The Global Fund to fight AIDS, Tuberculosis and Malaria, a financing institution that invests donor countries' money in health programs to battle the three diseases, announced last week that it is facing a $5 billion dollar funding gap through 2010.
"The Global Fund is not immune to the environment today of the global financial crisis," Rajat Gupta, chairman of the Global Fund, said during a news teleconference on Jan. 29 at the World Economic Forum held in Davos, Switzerland. Despite the shortfall, Gupta expressed confidence that donors would come through with continued financing.
The Global Fund has not seen countries backing off of pledged contributions, but it has received a considerable increase in demand for new funding from eligible countries.
In December of 2008, the group scaled back its last round of grants by 10 percent, from $3.1 billion to $2.75 billion.
All of the program requests were approved, but the recipients were asked to meet the same goals with the newly-decreased funding by making changes like cuts to overhead costs or finding cheaper options on pharmaceutical purchases.
"The demand is much higher than we expected, so if we are going to meet that demand we are going to need more money than what is coming in," said Global Fund spokesperson Andrew Hurst.
Ruth Levine, a health economist and vice president for programs and operations at the Center for Global Development, said the Global Fund shortfall is "cause for significant concern" and serves as a reminder that providing foreign aid is crucial in times of economic decline.
"Foreign aid tends to be a pretty easy target. It doesn't have a very deep constituency, voters at home don't feel it when it's cut," Levine said. But the domestic budget gains are often more symbolic than practical, Levine said, as foreign aid makes up only a small percentage of most high-income countries' spending.

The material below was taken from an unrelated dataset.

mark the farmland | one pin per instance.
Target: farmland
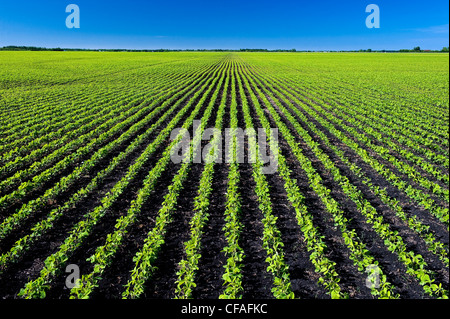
(357, 208)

For many developing nations that aid is crucial, and in some of the most aid-dependent countries in sub-Saharran Africa, more than half of the total public health spending comes from aid commitments, Levine said. In addition, many developing countries lack the social safety nets that protect people from an economic shock.
"When national budgets are squeezed because of falling tax revenues and falling donor contributions the social services for the poor are some of the first to be jeopardized," Levine said.
In an attempt to mitigate the health effects of the crisis, the World Bank is planning to triple the loans it provides in the health sector this year. Julian Schweitzer, sector director for health, nutrition and population at the World Bank, said $950 million worth of lending in the health sector was approved in 2008 and in 2009 that will increase to about $3 billion.
In the past 25 years, economic declines and the resulting reduced expenditures by governments have cost the lives of an estimated 1 million children, Schweitzer said.
"We saw [during previous economic downturns] that health is particularly badly affected in the social sectors. It's the sector that seems to get hit hardest by budget cuts," Schweitzer said. "What we also see is that it is women and children that are particularly badly hit."
Schweitzer said countries are being advised to focus spending on specific programs, like child immunization, and nutrition for pregnant mothers.
The group has already seen an increase in country requests for budget support loans, which include health spending, and also in specific health sector loans. The Bank is focusing on a number of countries in Africa, Asia and Latin American, considered to be at particular risk from the economic crisis.
At a January meeting of the World Health Organization, Director-general Dr. Margaret Chan highlighted the risks to families in many low income countries where the majority of health services are paid for out-of-pocket.
The economic crisis will force more families to rely on publicly financed care, or neglect preventative care entirely, Chan said.
Even more troubling, said Levine, is the possibility that people infected with HIV/AIDS or other deadly diseases in developing countries will have to interrupt their treatments.
"These are programs where declines in aid ... they affect individuals who are dependent on these resources for life saving drugs," said Levine. "So the stakes are much, much higher than in the past."